Only the Good Die Young

This blog is result of emotions that have been milling in my head and heart for the last week. I've wanted to pour them out but haven't had the opportunity to do so. Never the right time, the right person. And I am slightly better at the written word than the spoken, so this seems like the best avenue to finally release these feelings.

I will probably never forget the moment I realized that Jason Shephard was dead. I walked into the building, and at the bottom of the stairs, was Steve. His face was white and his eyes black. He looked at me then glanced away, and I knew immediately what that meant.

I came upstairs and there was nobody in our cubicle. So I turned to the Internet and the news said the same thing Steve's expression did: they found Jason, who had been missing for two days, and he wasn't alive.

As I read the words from the Pennsylvania newspaper, my heart dropped to the bottom of my stomach. I couldn't believe it, and that is when Steve came back to his desk and began to cry.

I sat limp in my desk not sure what to say or do next. Although I am an emotional person, I don't handle other's emotions well so I just sat there and watched the tears fall from his eyes. I couldn't cry, I wanted to, but I couldn't. I instead mouthed the words "I am so sorry" over and over.

He left and eruption of tears came from two cubicles over, Karla had found out. I found her and Crystal with red faces, drenched in tears. I sat with them and mourned the loss, but I still couldn't cry.

I later went back to my desk, but just sat there, not knowing what to do next. I would get up and find random co-workers who also wore the same red, tear-drenched faces Karla and Crystal did. I checked the news again later in the day and they had Jason's photo up.

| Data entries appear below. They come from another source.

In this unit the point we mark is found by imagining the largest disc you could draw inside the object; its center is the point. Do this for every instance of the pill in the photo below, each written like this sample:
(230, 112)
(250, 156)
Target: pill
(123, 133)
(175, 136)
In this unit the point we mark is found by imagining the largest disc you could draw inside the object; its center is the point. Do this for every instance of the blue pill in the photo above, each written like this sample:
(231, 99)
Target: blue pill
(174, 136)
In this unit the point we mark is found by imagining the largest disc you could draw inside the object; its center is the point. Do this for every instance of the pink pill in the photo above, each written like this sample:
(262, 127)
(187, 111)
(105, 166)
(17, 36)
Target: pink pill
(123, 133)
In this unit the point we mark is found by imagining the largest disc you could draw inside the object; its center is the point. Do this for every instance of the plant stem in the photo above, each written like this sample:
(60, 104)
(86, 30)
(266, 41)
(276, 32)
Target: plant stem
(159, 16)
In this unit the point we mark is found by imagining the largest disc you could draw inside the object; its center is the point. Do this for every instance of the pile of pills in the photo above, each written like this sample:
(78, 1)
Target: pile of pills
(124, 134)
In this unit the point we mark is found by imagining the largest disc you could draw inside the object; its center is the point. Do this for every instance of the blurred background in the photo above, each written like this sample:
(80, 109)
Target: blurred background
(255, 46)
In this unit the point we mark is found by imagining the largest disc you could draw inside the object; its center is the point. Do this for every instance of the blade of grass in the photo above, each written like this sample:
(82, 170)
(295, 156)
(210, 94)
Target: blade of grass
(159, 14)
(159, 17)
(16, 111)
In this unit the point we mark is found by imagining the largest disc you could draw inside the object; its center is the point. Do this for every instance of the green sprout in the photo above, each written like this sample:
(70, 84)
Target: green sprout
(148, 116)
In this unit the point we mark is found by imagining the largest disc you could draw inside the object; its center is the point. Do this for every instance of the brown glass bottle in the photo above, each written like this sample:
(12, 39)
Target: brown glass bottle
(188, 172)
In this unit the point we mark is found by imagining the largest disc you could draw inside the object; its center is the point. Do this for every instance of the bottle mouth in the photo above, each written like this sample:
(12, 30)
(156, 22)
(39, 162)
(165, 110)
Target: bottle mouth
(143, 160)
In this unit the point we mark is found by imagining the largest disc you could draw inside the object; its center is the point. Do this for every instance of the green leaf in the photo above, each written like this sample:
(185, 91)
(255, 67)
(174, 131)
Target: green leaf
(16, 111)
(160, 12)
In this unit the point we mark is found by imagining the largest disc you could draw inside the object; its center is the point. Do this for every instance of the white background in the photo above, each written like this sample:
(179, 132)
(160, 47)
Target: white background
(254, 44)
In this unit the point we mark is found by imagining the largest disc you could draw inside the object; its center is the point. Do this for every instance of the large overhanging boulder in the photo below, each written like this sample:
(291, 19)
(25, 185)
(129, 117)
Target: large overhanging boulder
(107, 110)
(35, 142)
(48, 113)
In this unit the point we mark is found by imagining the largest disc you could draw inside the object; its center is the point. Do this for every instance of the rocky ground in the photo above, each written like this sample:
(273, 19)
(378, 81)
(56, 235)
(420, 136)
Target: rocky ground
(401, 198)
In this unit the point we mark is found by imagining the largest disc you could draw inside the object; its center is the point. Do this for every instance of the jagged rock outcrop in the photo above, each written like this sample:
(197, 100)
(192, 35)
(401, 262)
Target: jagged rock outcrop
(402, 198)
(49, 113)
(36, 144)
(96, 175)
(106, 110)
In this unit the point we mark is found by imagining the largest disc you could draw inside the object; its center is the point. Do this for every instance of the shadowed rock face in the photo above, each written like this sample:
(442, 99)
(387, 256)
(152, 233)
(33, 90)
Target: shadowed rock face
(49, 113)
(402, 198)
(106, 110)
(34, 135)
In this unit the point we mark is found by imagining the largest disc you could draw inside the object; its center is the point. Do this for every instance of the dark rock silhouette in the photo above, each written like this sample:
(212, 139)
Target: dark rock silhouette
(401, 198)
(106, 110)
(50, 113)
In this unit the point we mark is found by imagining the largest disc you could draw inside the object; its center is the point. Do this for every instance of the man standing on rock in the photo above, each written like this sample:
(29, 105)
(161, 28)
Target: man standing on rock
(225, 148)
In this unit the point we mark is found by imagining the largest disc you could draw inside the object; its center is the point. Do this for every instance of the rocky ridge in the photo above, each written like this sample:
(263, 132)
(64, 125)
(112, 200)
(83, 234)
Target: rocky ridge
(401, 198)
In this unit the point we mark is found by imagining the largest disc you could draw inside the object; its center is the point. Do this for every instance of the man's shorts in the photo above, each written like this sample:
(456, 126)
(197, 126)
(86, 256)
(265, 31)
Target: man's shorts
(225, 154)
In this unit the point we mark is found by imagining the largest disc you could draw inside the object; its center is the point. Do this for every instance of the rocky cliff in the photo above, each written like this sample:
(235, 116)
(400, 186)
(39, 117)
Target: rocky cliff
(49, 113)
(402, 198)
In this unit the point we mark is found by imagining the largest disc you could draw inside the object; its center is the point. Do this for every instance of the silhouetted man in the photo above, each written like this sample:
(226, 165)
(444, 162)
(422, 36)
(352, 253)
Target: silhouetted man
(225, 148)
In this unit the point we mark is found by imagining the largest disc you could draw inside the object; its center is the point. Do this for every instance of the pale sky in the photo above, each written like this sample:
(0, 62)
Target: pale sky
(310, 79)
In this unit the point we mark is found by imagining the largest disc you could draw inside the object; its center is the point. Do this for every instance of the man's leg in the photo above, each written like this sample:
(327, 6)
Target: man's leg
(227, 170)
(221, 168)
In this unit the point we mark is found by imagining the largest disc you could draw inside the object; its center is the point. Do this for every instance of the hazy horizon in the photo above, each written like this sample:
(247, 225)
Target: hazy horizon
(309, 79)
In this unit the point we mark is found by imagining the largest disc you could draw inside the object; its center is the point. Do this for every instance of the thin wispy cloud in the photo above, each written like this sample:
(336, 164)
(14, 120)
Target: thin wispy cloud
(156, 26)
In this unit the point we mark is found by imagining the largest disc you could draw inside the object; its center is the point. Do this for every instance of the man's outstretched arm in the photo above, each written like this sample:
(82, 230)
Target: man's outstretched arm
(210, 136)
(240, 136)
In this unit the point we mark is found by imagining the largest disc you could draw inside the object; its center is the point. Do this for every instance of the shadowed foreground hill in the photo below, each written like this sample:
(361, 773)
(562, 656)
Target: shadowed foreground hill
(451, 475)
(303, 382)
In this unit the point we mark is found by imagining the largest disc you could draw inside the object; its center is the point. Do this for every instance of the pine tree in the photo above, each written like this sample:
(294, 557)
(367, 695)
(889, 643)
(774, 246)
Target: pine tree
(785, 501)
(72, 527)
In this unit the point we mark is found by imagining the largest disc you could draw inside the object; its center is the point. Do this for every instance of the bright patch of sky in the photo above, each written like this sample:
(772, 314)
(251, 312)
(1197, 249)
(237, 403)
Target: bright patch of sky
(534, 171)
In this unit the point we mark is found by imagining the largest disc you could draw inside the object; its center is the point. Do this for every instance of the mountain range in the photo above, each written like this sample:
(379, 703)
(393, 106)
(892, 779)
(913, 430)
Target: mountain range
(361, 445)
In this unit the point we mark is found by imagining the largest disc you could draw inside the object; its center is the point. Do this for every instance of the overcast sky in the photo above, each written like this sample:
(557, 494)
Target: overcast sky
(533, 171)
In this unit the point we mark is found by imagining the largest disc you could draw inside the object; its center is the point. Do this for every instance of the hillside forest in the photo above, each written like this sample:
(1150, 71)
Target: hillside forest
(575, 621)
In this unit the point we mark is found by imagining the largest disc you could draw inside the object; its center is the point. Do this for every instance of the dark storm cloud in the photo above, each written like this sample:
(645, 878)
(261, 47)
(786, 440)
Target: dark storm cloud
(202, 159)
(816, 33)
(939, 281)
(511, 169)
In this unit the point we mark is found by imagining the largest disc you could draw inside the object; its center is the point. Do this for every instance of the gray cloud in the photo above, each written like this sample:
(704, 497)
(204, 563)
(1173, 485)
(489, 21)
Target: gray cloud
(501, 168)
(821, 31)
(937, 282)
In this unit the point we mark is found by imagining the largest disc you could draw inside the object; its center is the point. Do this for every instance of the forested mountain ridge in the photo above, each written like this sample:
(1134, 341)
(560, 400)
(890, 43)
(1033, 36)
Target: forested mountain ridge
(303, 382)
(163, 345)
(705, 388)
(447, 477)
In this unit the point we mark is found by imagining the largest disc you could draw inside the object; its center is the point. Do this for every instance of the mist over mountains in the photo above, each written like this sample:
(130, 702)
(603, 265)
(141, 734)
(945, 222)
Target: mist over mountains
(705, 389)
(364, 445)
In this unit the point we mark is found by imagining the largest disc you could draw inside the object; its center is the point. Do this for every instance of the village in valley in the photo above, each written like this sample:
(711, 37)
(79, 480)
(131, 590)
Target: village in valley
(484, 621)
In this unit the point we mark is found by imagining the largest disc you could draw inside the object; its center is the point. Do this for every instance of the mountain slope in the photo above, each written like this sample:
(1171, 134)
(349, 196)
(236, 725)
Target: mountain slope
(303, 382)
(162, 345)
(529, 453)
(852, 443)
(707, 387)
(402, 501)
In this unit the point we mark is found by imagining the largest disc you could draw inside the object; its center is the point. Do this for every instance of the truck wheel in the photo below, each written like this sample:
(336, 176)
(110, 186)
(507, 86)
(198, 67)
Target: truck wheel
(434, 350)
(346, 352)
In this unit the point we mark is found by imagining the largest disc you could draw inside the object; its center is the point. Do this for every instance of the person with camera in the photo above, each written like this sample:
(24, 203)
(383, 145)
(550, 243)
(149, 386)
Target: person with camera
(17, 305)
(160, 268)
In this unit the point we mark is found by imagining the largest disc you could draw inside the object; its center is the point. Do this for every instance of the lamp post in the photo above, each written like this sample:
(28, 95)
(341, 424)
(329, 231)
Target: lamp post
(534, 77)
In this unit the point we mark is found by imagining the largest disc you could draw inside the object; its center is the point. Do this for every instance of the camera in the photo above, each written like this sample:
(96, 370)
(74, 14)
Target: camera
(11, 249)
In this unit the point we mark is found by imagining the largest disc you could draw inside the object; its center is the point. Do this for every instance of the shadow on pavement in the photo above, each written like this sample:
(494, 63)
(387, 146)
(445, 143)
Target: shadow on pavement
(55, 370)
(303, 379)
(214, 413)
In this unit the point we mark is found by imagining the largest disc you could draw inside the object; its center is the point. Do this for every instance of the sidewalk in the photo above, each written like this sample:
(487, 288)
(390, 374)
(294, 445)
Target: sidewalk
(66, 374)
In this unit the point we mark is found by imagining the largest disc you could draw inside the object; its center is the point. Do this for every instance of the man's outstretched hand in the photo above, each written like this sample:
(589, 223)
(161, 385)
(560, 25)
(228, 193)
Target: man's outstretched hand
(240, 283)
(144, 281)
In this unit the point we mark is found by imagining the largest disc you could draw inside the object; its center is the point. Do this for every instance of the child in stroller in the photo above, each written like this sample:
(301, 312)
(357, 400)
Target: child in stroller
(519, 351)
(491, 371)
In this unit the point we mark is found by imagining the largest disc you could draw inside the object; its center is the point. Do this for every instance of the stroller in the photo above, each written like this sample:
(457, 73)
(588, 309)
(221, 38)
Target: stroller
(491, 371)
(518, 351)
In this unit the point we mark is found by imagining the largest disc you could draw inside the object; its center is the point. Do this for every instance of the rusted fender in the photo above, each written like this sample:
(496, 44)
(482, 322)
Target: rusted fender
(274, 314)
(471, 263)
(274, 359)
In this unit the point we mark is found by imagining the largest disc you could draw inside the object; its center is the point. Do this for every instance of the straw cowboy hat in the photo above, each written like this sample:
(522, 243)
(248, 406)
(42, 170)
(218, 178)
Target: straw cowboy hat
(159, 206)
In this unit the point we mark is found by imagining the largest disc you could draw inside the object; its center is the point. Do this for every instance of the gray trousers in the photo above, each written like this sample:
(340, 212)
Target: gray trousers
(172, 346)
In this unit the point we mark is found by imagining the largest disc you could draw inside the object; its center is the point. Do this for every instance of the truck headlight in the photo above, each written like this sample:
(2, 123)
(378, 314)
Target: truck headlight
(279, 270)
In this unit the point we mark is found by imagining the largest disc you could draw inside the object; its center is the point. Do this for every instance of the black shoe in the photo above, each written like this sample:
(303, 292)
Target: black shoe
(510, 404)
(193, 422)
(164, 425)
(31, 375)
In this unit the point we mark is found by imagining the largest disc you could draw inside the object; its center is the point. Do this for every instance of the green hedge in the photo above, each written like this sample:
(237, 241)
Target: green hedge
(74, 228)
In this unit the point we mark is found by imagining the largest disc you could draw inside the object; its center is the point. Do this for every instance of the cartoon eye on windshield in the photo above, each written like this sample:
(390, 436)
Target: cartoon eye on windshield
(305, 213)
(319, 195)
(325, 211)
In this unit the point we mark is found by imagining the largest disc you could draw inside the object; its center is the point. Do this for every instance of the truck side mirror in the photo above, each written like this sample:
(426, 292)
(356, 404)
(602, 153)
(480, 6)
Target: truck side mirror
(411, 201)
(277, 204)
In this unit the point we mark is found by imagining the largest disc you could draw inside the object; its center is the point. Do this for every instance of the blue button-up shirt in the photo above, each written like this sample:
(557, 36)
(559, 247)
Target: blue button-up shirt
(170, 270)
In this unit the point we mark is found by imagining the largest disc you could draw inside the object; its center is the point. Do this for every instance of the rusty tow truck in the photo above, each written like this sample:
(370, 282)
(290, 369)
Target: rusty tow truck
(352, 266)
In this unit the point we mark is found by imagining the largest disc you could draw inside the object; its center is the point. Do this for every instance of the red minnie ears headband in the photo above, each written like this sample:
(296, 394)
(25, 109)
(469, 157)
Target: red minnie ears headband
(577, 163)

My heart broke into a million pieces, still no tears.

Steve got up from his desk often that day. He looked like a zombie. I told him to go home, but he didn't want to. Instead, we sat at our desks and he told me stories about Jason and the crazy things they would do. He told me about the time he met Jason's parents, and how Jason was going to go home with him to help farm. We talked for about an hour, then I had to leave. I didn't want to go, I wanted to be with Dak people, but other responsibilities needed to be taken care of.

I was chosen to judge Mr. SDSU that night, but my mind was not on the good-looking boys on the stage, it was on Jason, wondering what actually happened in Pennsylvania. That night Lucinda called me and told me how Jason died. I burst out into a fit of tears and shakes.

From that moment on, I have thought a lot about Jason and what happened to him. I had spoken to him only three or four times and we were barely acquaintances. But his death still had a major effect on me.

I didn't know Jason very well, but I was looking forward to getting to know him better. Next month, sports sales is moving to another building and we are going to be divided by regions. The map has me sitting between Steve and Jason. Although I complained about it, deep down I knew it would be fun sitting next to those two.

Since Jason's death, I realized what an amazing person he was from the outcry of devotion and love for him that is on Facebook and in the news. He was a young, cute man who had the whole world in front of him. He loved and was loved.

Jason was only on this Earth for 23 years, but he touched so many people's lives. He is an inspiration on how to live life. He lived it to the fullest and always welcomed people with open arms.

He makes me want to be a better person.

He didn't deserve this fate, no body deserves such a horrible and wretched death. But for some reason the good Lord decided this was the way Jason needed to go. I don't know why and I am not sure anyone will ever know why. The Lord needed Jason more than the Earth did.

His funeral is Sunday, but I don't think I will attend. Like I said, I barely knew him and I don't want to take the seat of someone who was close to Jason and is tragically affected by his death. However, I am going to send a card because I just want his parents to know how he has touched my life, someone he barely knew.

Jason's death has been another brutal reminder to live life to the fullest and not to take what you have for granted. And I don't plan to forget that anytime soon.


Rest In Peace, Shep. I wish I could have gotten to know you better.